A description of how DBRS Morningstar considers ESG factors within the DBRS Morningstar analytical framework and its methodologies can be found at: https://www.dbrsmorningstar.com/research/357792.
All figures are in U.S. dollars unless otherwise noted.
The principal methodologies are the General Corporate Methodology: Appendix 1 — Canpotex Limited (April 24, 2020), DBRS Morningstar Criteria: Rating Corporate Holding Companies and Parent/Subsidiary Rating Relationships (November 25, 2019), and DBRS Morningstar Criteria: Guarantees and Other Forms of Support (January 22, 2020), which can be found on dbrsmorningstar.com under Methodologies & Criteria.
For more information regarding rating methodologies and Coronavirus Disease (COVID-19), please see the following DBRS Morningstar press release: https://www.dbrsmorningstar.com/research/357883.

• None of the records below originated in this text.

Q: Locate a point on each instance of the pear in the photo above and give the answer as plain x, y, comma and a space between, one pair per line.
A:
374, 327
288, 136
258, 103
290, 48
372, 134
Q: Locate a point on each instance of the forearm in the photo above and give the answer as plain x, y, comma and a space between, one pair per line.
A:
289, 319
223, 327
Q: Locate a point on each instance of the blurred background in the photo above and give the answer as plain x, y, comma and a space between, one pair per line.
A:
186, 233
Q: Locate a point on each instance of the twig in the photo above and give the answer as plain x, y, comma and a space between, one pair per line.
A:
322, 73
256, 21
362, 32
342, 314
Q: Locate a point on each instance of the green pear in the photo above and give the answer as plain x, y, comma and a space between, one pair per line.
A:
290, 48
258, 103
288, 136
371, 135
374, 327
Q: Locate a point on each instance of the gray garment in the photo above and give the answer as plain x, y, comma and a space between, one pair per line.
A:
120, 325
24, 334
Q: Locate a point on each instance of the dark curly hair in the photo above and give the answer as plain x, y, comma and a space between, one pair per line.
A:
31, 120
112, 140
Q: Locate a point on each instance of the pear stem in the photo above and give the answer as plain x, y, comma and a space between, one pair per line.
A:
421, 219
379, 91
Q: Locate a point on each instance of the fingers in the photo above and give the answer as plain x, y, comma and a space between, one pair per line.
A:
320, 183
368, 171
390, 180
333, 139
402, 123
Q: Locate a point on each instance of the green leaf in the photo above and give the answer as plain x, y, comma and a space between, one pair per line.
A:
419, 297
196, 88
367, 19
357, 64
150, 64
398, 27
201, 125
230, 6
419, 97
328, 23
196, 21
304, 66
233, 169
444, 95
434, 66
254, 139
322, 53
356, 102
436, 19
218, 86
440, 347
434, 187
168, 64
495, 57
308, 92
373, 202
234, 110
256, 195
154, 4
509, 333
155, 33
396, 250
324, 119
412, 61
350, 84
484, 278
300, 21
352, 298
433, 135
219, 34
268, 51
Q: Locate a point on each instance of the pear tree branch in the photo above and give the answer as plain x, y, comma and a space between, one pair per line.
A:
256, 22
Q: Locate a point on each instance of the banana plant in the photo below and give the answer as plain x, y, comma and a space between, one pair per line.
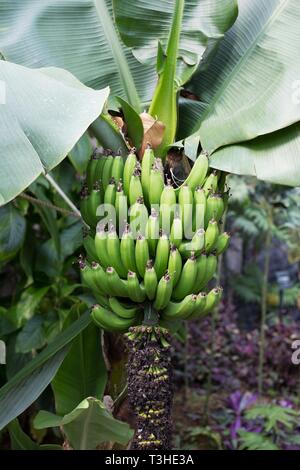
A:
211, 81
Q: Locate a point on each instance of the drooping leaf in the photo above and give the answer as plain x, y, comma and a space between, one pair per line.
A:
248, 89
19, 440
28, 389
145, 25
87, 426
32, 335
46, 112
108, 135
12, 231
25, 308
81, 37
274, 157
83, 372
133, 122
24, 388
81, 153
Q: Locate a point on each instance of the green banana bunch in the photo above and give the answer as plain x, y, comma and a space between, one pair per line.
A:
150, 281
129, 167
110, 321
123, 310
198, 172
214, 208
156, 185
162, 248
141, 254
180, 310
167, 207
163, 293
222, 243
211, 235
186, 280
147, 163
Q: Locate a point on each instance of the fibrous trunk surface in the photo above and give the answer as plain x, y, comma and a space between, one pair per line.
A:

The related regulatory disclosures pursuant to the National Instrument 25-101 Designated Rating Organizations are hereby incorporated by reference and can be found by clicking on the link under Related Documents or by contacting us at email@example.com.
The rated entity or its related entities did participate in the rating process for this rating action. DBRS Morningstar had access to the accounts and other relevant internal documents of the rated entity or its related entities in connection with this rating action.
Generally, the conditions that lead to the assignment of a Negative or Positive trend are resolved within a 12-month period. DBRS Morningstar trends and ratings are under regular surveillance.